Die Aufgabe des Briefes erfolgte also beim Rohrpostamt und die Beförderung dürfte dann vermutlich mit Rohrpost zum Bahnhof gewesen sein, was aber nicht dokumentiert ist.

Viele Grüße
Uwe
 
juni-1848 Am: 21.04.2015 02:11:23 Gelesen: 375768# 982 @  
@ merkuria [#973]

Aufgegeben im Hotel Flora (welches vermutlich über einen Rohrpostanschluss verfügte) wurde der Brief an das Hauptpostamt Rom zur weiteren Verarbeitung geschickt.

Wie begründest Du den Hausanschluß? Findet sich auf der Rückseite des Briefes ein Rohrposthinweis/-stempel?

Sammlergruß
Werner
 
DerLu Am: 21.04.2015 07:07:32 Gelesen: 375731# 983 @  
@ juni-1848 [#982]

Hallo,

der Postaufgabestempel in Wien müsste vollständig lauten: "7 WIEN 62 * 10 a". Lt. Tobitt & Taylor war das Postamt im "P.A. Neubau II".

Die blaue, später ( in Berlin ? ) durchgestrichene, "24" war m.M. nach der Wiener Leitvermerk und 'gehörte' zum Nordwestbahnhof.

Viele Grüße
DerLu
 
roteratte48 Am: 28.04.2015 17:47:52 Gelesen: 374757# 984 @  
Wo, wenn nicht bei den Rohrpost-Experten, kann mir weitergeholfen werden mit diesem Stempel:



Ist das eurer Meinung nach ein Rohrpoststempel? Und weiß jemand von euch zufällig, wann die "pneumatic city-mail" in Birmingham in Betrieb ging?

Für's anschauen und eure Mühen im Voraus Dankeschön!

lg - Rolf
 
dr.vision Am: 30.04.2015 11:15:00 Gelesen: 374347# 985 @  
@ roteratte48 [#984]

Moin Rolf,

schade, dass Du noch keine Antworten auf Deine Frage hast, aber wie Du ja wahrscheinlich selbst schon erkannt hast, ist das Netz in diesem Fall nicht so ergiebig. Es bleibt spannend.

Meine Frage: war es üblich, dass eine Rohrpost im Ankunfts-PA nicht gestempelt wurde? Oder ist er nur so durchgerutscht? Aufgegeben im PA BERLIN C 2 und im HPA ins Rohr geschickt. Rückseitig kein Ankunftsstempel.



Danke für eine Antwort.

Beste Grüße von der Ostsee
Ralf
 
blaujacke Am: 30.04.2015 14:30:11 Gelesen: 374267# 986 @  
@ dr.vision [#985]

Hallo Ralf,

hier der Auszug aus der zu der fraglichen Zeit geltenden Rohrpost-Betriebs-Ordnung von 1885, § 9, der Deine Frage beantwortet:

"XIII. Das Ankunfts-Rohrpostamt versieht sämtliche von ihm zu bestellende oder auf anderem Wege als mit der Rohrpost weiter zu befördernde Rohrpostsendungen sogleich nach dem Eingange mit dem Abdruck seines hierzu gleichfalls bestimmten Rohrpost-Tagesstempels, und zwar werden die Briefe auf der Rückseite, die Karten auf der Vorderseite gestempelt. Mit dem Abdruck des nämlichen Stempels werden alle mit der Rohrpost in Ausfertigung eingehenden Telegramme auf der Verschlußklappe versehen. Ferner sind bei dem Rohrpostamt Nr. 1 (Haupt-Telegraphenamt) die mit der Rohrpost daselbst zur Ab- bz. Weitertelegraphirung eingehenden Telegramme auf der Vorderseite am oberen Rande der Urschriften bz. Aufnahmeblätter an einer freien Stelle mit dem Rohrpost-Tagesstempel zu bedrucken.

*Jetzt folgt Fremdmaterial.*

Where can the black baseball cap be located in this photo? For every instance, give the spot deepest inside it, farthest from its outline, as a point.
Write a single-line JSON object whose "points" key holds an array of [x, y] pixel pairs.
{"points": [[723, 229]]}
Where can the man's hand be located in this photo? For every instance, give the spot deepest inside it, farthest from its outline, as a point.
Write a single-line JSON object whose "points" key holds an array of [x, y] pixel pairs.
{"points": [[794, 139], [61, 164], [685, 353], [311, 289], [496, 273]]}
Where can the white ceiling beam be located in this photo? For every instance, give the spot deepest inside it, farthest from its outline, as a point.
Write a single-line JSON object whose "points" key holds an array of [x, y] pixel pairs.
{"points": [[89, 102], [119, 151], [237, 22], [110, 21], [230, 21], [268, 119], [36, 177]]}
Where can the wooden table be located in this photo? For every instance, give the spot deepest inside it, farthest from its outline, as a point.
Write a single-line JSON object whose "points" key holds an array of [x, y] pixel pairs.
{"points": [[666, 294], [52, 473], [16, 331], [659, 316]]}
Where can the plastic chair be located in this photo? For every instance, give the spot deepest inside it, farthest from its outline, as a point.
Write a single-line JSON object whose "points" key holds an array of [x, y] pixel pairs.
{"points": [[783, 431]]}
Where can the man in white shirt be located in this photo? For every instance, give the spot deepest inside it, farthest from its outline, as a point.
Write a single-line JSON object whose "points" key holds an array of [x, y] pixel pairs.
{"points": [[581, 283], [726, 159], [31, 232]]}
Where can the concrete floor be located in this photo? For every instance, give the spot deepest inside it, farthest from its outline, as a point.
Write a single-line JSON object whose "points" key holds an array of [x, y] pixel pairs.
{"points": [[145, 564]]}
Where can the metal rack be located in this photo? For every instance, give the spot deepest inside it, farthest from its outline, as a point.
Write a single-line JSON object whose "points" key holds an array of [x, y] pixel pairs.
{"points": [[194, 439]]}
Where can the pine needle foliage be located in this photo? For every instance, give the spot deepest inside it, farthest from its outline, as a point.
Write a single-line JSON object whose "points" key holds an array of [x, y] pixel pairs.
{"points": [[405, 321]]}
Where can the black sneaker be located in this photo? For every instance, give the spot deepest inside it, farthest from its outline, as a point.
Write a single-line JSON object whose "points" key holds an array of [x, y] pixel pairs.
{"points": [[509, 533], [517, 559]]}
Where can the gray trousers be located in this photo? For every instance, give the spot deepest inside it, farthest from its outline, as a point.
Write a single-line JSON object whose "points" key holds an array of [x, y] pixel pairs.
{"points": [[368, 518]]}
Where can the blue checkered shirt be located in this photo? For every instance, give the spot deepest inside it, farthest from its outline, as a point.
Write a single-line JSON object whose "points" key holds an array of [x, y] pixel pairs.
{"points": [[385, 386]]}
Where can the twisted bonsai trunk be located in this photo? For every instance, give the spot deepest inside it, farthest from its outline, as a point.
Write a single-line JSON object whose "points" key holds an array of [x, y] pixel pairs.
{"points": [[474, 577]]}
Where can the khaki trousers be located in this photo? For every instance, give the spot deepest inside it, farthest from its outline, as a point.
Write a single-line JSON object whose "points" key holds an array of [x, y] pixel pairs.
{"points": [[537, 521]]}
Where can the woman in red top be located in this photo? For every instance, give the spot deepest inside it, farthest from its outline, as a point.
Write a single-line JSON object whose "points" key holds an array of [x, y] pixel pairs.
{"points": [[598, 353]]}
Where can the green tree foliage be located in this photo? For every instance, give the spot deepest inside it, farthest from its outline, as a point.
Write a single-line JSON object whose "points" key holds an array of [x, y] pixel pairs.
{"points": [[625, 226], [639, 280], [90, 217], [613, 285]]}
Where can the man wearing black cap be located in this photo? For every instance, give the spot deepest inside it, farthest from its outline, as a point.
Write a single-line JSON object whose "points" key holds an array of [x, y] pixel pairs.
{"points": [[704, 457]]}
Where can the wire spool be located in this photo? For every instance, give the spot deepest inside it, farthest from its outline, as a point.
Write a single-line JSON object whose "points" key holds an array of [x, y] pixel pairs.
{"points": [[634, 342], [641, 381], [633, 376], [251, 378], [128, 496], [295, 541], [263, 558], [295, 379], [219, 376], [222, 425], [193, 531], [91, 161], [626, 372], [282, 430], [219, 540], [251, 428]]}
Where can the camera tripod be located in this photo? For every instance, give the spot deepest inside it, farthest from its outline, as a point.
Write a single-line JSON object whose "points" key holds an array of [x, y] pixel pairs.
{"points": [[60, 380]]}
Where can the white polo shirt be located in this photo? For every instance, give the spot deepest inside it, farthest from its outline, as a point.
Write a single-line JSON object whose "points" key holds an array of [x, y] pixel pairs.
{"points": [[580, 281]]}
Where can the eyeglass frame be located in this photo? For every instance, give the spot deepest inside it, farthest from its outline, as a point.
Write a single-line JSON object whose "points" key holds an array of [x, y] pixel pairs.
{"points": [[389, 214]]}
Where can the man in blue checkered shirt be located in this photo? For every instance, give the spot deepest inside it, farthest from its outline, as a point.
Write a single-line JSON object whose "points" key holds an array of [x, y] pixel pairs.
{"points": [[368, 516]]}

Zur Sicherung des rechtzeitigen und pünktlichen Umsetzens der auf Angabe von Viertelstunden eingerichteten Rohrpost-Tagesstempel ist bei den Rohrpostdienststellen ein besonderes Prüfungsbuch (Formular C. 135) in derselben Weise zu führen, wie bei den Postämtern hinsichtlich der Post-Tagesstempel. Für die ordnungsmäßige Führung des Stempel-Prüfungsbuches und für pünktliches Umsetzen der Rohrpost-Tagesstempel bei den Rohrpostdienststellen ist der jeweilig diensthabende Aufsichtsbeamte verantwortlich."

Gruß Uwe
 
dr.vision Am: 30.04.2015 16:52:11 Gelesen: 374222# 987 @  
@ blaujacke [#986]

Moin Uwe,

herzlichen Dank für Deine Mühe. Ich habe mir den Wortlaut direkt mal gespeichert. Dann bleibt ja für meinen Brief nur noch die Möglichkeit, dass er nachträglich gestempelt wurde, oder?

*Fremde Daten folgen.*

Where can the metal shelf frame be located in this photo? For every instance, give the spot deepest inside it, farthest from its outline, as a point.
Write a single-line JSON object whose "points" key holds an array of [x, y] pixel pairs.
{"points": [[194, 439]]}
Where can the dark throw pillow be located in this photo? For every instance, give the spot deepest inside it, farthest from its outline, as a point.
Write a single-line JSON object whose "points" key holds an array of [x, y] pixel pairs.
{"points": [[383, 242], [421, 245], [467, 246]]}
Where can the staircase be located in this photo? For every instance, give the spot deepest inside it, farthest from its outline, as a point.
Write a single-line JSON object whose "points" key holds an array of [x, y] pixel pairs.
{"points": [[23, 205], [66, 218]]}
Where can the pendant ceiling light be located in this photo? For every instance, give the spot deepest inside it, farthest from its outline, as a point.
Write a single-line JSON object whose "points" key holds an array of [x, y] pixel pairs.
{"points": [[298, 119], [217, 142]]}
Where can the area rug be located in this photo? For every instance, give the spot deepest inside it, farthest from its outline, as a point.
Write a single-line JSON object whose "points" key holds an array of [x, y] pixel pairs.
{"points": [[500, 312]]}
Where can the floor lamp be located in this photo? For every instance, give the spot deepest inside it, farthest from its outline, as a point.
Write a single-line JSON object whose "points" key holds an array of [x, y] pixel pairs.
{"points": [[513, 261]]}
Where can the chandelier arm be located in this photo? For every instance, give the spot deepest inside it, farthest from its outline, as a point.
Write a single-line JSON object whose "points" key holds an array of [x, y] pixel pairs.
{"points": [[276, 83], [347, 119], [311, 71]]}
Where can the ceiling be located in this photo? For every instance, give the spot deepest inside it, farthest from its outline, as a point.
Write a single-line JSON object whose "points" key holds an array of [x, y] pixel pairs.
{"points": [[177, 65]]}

Beste Grüße von der Ostsee
Ralf
 
blaujacke Am: 30.04.2015 22:33:26 Gelesen: 374133# 988 @  
@ dr.vision [#987]

Hallo Ralf,

ein eindeutiges Nein! Der Rohrpostbrief wurde beim Postamt C 2 - das noch keinen RP-Anschluß hatte - aufgegeben und an das Rohrpostamt Nr. 13 weitergeleitet und dort mit dem Leitvermerk "39" versehen. Der fehlende (vorgeschriebene!) Ankunftsstempel ist denn - wenn Du es so willst - ein Durchrutscher.

Ich wünsche einen schönen Mai!
Gruß Uwe
 
searagusa Am: 05.05.2015 07:24:20 Gelesen: 371368# 989 @  
@ Rolf,

Moin Moin,

vieleicht hilft Dir das weiter:

The practice of loading mail into canisters and shooting them through tubes with compressed air dates back to the nineteenth century. A pneumatic line linked the London Stock Exchange and a telegraph company in 1853, and there was a pneumatic telegraph and mail system in London soon after. By 1909, there were more than 40 miles of pneumatic tubes running under London, and pneumatic mail in Birmingham, Liverpool, Manchester, Newcastle, Glasgow and Dublin.

Gruß Carsten
 
roteratte48 Am: 05.05.2015 07:51:03 Gelesen: 371350# 990 @  
@ searagusa [#989]

Guten Morgen, Carsten,

hab Dank, dass Du da nochmal weitergesucht hast! Die von Dir zitierte Aussage kannte ich; leider gibt sie keine Auskunft über den genauen Zeitpunkt der Inbetriebnahme der tube in Birmingham. Es scheint aber so, daß es sich bei dem Stempel um einen schottischen Versuchsstempel handelt, der ab etwa 1885 probeweise in Birmingham zum Einsatz kam - die Minutenangabe sei dabei Standard gewesen und habe nichts mit Rohrpost zu tun. :o( Quelle: Alkock/Holland-The postmarks of Great Britain and Ireland, 1940.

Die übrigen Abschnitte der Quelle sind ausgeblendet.